The landscape is melancholic.
Long straight roads, drainage ditches, desultory farmsteads, big medieval churches. Flat land with empty horizons.

It all points to a long-lost prosperity.

The clue is in the name: Saltfleetby.

#thread
Until the 1600s this area was an international port trading with Scandinavia and Northern Europe. The name comes from salt-making which began in the Bronze Age and declined in the Middle Ages.

(2/8)
There’s a Norwegian story about why the sea is salty.

It starts at Christmas time. A poor man worries about feeding his family. He asks his rich brother for help. The brother will only help if he ventures into the underworld.

The poor man agrees... and takes a joint of meat.
The man sets out for the underworld…

On the way he meets a stranger who tells him that devils in the underworld will offer to buy his meat for great sums of money…

The stranger warns that he must *only* sell the meat for a mill that hangs on a wall in the underworld.

(4/8)
Sure enough, when the man gets to the underworld, he is offered money for his meat. But instead he exchanges it for the mill.

The man trudges home to his family. He sets the mill on the table and turns the handle.
To his astonishment, it grinds out a feast for his family!

(5/8)
The next day, the man’s brother pops in to see how the trip into the underworld went… The man shows his brother the magic mill.

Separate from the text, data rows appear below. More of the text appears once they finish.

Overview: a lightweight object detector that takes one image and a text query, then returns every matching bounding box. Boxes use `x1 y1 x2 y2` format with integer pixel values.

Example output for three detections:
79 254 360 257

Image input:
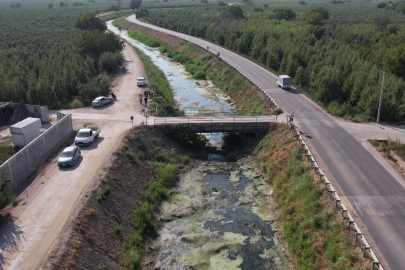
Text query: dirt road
0 45 146 270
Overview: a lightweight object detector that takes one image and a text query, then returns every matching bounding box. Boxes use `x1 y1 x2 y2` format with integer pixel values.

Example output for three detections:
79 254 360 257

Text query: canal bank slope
113 17 281 114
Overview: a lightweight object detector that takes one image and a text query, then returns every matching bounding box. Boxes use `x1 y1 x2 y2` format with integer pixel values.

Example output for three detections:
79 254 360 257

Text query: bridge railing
153 116 276 125
182 107 273 117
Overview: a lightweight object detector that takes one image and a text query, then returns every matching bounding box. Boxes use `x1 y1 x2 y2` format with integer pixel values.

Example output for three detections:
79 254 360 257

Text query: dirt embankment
47 125 205 269
254 125 371 269
116 18 270 113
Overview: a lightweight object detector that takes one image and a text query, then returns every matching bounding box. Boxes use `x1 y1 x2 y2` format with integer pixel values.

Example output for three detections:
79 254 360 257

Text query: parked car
91 97 114 107
58 146 82 167
75 127 101 146
277 75 291 89
136 77 146 86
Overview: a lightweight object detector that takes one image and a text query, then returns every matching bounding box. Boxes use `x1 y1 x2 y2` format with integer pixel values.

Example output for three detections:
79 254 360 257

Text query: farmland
0 1 121 109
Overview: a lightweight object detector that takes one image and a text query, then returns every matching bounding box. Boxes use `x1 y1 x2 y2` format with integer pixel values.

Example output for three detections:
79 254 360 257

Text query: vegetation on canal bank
142 3 405 122
254 126 370 270
49 125 206 269
133 46 183 116
114 18 276 114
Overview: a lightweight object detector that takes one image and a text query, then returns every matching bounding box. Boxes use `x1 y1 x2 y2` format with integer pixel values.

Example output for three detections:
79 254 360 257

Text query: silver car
58 146 82 167
136 77 146 86
91 97 114 107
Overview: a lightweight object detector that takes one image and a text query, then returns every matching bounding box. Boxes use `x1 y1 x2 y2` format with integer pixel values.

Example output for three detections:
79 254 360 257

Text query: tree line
144 3 405 121
0 6 123 109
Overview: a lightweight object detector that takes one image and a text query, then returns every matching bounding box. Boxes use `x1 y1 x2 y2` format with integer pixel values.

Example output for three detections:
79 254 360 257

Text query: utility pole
377 71 385 123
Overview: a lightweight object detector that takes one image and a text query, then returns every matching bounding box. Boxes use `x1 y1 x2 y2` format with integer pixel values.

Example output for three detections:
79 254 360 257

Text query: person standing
141 104 146 115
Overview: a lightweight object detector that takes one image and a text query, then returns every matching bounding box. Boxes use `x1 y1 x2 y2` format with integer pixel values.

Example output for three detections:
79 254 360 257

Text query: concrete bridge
153 116 277 133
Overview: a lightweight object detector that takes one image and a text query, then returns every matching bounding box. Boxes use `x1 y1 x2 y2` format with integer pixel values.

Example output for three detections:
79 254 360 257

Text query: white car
91 97 114 107
136 77 146 86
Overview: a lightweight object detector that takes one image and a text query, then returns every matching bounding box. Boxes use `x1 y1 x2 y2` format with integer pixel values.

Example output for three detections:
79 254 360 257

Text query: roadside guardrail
288 123 384 270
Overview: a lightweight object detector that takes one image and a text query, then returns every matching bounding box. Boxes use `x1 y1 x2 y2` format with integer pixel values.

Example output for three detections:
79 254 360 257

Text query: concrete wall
0 114 73 189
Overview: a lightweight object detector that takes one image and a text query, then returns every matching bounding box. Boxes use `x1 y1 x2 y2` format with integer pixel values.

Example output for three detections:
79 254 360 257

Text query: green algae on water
208 250 243 270
224 232 247 245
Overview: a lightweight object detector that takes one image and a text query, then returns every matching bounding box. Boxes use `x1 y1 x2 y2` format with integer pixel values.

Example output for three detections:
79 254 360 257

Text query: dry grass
254 127 370 270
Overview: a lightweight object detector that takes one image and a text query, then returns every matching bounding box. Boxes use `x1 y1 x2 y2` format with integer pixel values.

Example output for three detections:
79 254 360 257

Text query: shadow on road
76 137 104 151
382 124 405 133
0 216 23 270
93 102 114 111
59 156 83 171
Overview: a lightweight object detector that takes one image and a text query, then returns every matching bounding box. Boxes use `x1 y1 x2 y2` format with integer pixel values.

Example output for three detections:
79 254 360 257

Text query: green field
143 1 405 122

In his jealousy, the brother cuts the man’s throat and makes off with the mill.

(6/8)
The man takes the mill into the town… where he meets some sailors that are trying to buy salt to preserve meat. The man tells this this mill will grind out all the salt they need. So, the mill is exchanged for fish.

(7/8)
The sailors set off. One day as they are sailing over the North Sea and grinding salt, a terrible storm breaks.

The ship is wrecked.

The mill tumbles out and sinks to the bottom of the ocean floor, where it continues to grind out salt… making the sea salty.